Emplazada en el centro de Astana -la nueva capital trazada en 1998 por Kisho Kurokawa con un plan monumental, simétrico y severo-, en un eje ceremonial que la une con el Palacio Presidencial, la pirámide de Foster es una colosal construcción de vidrio coloreado, piedra y acero que contiene un teatro de ópera, un museo de la cultura, una universidad de las civilizaciones y un centro para grupos étnicos, amén de una sala circular en la cúspide (bajo unas vidrieras diseñadas por un amigo del arquitecto, Brian Clarke) que debe servir como sede de un congreso trienal de líderes religiosos internacionales. Levantada a marchas forzadas por una empresa turca con el objetivo de inaugurarla en junio de 2006 -antes de las elecciones previstas ese año, y a tiempo para el segundo congreso religioso-, la obra de Foster and Partners recuerda inevitablemente los proyectos utópicos de los arquitectos iluministas franceses Étienne-Louis Boullée y Claude-Nicolas Ledoux, que utilizaban formas geométricas elementales como la esfera, el cono o la pirámide para expresar la autoridad de la razón, y que la oficina británica reconoce como fuente de inspiración; y evoca también las propuestas visionarias de Buckminster Fuller, el ingeniero norteamericano cuyas cúpulas y tetraedros geodésicos influyeron indeleblemente en la trayectoria de su discípulo y amigo Norman Foster.
Los 62 metros de la pirámide
kazaja -realzados por el podio que se oculta bajo una suave elevación del terreno- le otorgan una escala grandiosa, que el espectacular espacio del atrio, extendido con un óculo sobre la ópera hasta una altura mayor que la de Santa Sofía, subraya con su aura luminosa: una dimensión muy superior a los 21 metros de la polémica pirámide de Pei en el patio del Louvre, pero desde luego alejada de los 145 metros originales de la de Giza, lo que no impedirá que se le atribuyan ambiciones faraónicas, como en su día se asignaron al promotor de la construcción parisiense, Mitterrand.
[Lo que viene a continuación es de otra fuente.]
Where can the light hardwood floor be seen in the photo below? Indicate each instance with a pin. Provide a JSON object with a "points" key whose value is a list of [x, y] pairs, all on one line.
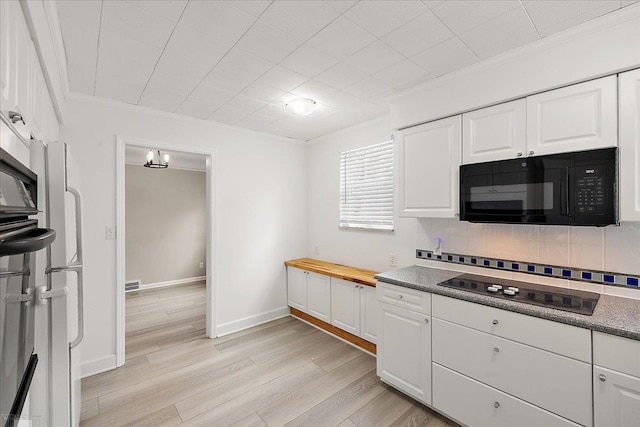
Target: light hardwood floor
{"points": [[285, 372]]}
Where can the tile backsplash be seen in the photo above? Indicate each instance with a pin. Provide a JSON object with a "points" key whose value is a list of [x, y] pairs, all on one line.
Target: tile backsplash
{"points": [[613, 249]]}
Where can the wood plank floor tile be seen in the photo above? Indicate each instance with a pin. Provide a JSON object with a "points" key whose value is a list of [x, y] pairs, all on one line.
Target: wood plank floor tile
{"points": [[384, 410], [252, 420], [280, 372]]}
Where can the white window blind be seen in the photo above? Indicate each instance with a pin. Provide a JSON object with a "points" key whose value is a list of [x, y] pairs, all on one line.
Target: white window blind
{"points": [[366, 187]]}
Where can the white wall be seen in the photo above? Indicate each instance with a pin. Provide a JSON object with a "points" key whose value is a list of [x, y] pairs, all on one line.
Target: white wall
{"points": [[359, 248], [601, 47], [260, 214], [166, 224]]}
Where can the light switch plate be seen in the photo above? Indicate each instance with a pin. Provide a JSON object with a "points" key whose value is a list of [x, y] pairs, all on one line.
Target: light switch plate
{"points": [[110, 233]]}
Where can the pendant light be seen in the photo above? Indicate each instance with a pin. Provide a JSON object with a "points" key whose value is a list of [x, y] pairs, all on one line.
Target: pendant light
{"points": [[159, 164]]}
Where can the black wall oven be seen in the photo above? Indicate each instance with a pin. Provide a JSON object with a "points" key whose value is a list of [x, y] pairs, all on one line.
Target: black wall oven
{"points": [[20, 237], [561, 189]]}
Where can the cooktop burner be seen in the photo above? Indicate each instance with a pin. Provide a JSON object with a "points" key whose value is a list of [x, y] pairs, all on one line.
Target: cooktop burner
{"points": [[572, 300]]}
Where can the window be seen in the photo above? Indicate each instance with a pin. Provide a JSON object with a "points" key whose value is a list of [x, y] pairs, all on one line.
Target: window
{"points": [[366, 187]]}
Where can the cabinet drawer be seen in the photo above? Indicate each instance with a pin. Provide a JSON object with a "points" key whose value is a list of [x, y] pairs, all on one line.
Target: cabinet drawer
{"points": [[404, 297], [556, 337], [556, 383], [475, 404], [618, 353]]}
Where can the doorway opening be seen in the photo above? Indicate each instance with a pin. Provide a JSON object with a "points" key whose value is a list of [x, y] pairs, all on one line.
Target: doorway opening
{"points": [[165, 243]]}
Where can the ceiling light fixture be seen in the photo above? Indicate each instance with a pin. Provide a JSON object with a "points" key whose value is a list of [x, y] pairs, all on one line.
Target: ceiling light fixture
{"points": [[159, 164], [302, 106]]}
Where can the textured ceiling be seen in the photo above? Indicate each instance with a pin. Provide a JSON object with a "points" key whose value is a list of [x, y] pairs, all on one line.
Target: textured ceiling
{"points": [[238, 62]]}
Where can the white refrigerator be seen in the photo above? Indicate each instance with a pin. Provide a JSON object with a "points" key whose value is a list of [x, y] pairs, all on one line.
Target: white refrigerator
{"points": [[57, 395]]}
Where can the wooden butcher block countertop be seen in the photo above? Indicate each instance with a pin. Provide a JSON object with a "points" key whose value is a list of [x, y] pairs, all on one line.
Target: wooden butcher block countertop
{"points": [[352, 274]]}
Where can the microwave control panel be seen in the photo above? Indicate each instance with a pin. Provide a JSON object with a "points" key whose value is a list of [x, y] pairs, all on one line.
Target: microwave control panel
{"points": [[591, 182]]}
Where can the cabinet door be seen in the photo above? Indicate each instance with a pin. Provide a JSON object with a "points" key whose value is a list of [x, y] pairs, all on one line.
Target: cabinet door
{"points": [[616, 398], [429, 158], [297, 288], [319, 296], [345, 305], [495, 133], [574, 118], [629, 152], [404, 351], [15, 61], [368, 314]]}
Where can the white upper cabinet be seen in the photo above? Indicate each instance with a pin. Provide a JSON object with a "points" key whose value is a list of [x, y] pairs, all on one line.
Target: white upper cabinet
{"points": [[629, 150], [495, 133], [429, 157], [573, 118]]}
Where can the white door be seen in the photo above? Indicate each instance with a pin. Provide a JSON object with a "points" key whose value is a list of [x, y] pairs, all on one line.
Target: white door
{"points": [[404, 350], [574, 118], [495, 133], [429, 157], [345, 305], [616, 398], [297, 288], [368, 314], [629, 151], [319, 296]]}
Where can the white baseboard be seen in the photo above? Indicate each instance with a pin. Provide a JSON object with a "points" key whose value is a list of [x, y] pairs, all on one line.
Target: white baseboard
{"points": [[251, 321], [97, 366], [169, 283]]}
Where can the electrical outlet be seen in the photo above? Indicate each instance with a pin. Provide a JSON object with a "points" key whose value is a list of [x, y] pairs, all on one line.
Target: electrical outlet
{"points": [[110, 233], [438, 249]]}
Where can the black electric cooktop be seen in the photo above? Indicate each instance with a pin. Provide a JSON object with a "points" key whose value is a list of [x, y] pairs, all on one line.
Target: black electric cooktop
{"points": [[572, 300]]}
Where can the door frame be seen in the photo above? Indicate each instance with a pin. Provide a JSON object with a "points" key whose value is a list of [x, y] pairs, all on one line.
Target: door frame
{"points": [[211, 236]]}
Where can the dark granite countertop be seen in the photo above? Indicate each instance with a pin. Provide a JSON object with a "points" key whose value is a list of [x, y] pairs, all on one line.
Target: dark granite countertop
{"points": [[612, 315]]}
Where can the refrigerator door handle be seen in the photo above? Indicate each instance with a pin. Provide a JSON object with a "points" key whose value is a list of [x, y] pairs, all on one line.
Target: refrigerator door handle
{"points": [[78, 205], [76, 267], [80, 336]]}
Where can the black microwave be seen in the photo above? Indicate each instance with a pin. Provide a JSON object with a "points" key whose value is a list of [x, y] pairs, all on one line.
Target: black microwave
{"points": [[560, 189]]}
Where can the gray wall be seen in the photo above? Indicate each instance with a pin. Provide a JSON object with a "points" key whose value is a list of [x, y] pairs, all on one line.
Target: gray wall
{"points": [[165, 219]]}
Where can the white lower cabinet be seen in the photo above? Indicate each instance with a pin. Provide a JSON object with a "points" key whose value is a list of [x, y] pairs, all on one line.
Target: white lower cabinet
{"points": [[404, 350], [309, 292], [616, 381], [297, 288], [616, 398], [351, 306], [319, 296], [556, 383], [368, 314], [473, 403]]}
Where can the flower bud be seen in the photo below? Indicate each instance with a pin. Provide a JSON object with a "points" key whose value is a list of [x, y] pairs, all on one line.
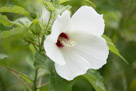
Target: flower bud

El caso de Nazarbáyev es bien distinto, y el rígido dominio del país que le ha permitido trasladar la capital desde Almaty, cerca de la frontera china, hasta la actual Astana -construida de nueva planta, como Brasilia o Chandigarh, en un emplazamiento central en el territorio, y sobre la ruta del ferrocarril transiberiano, pero de clima más riguroso y extremo que la antigua capital-, no parece haberse conseguido sin un control totalitario de la disidencia y los medios de comunicación. En las estepas del Asia Central, la arquitectura continúa dando cuerpo monumental a la voluntad política, y elevando símbolos transparentes de la autoridad autista y el poder patrimonial.